The Republic of Benin is a comparatively small country in West Africa, which nonetheless contains an exceptionally rich bio-cultural diversity. Traditional knowledge is still widely used by local communities, notably the medicinal knowledge of traditional healers. Customary rules and the spiritual values embedded in local belief systems such as Vodun have historically played an important role in the preservation of biodiversity. For example, sacred forests are estimated to cover 20,000ha of the territory. Most of these forests were originally strictly protected, but mounting outside pressures as well as socio-economic and cultural changes in the communities have eroded the traditional values and institutions in many places.

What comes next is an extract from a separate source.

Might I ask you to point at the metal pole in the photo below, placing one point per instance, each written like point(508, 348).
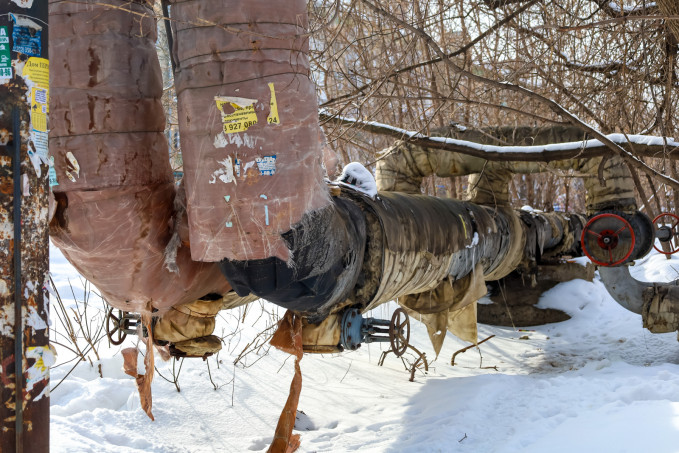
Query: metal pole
point(18, 318)
point(25, 354)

In order to safeguard the remaining sacred forests, Benin has passed an inter-ministerial decree, which legally protects these forests through local management plans and committees, integrating traditional custodians and community authorities. Within West Africa, Benin is also one of the countries that have made the most progress in the implementation of the Nagoya Protocol on Access and Benefit Sharing (ABS). The government is about to pass an interim ABS regulation, which among others is expected to recognise the role of community protocols.
Our work in Benin aims to:
- Realise community rights in the implementation of ABS, including through the development of community protocols.
- Protect and valorise traditional knowledge.
- Recognise customary governance systems and bio-cultural values in the conservation of biodiversity.
- Protect indigenous and community conserved areas (ICCAs).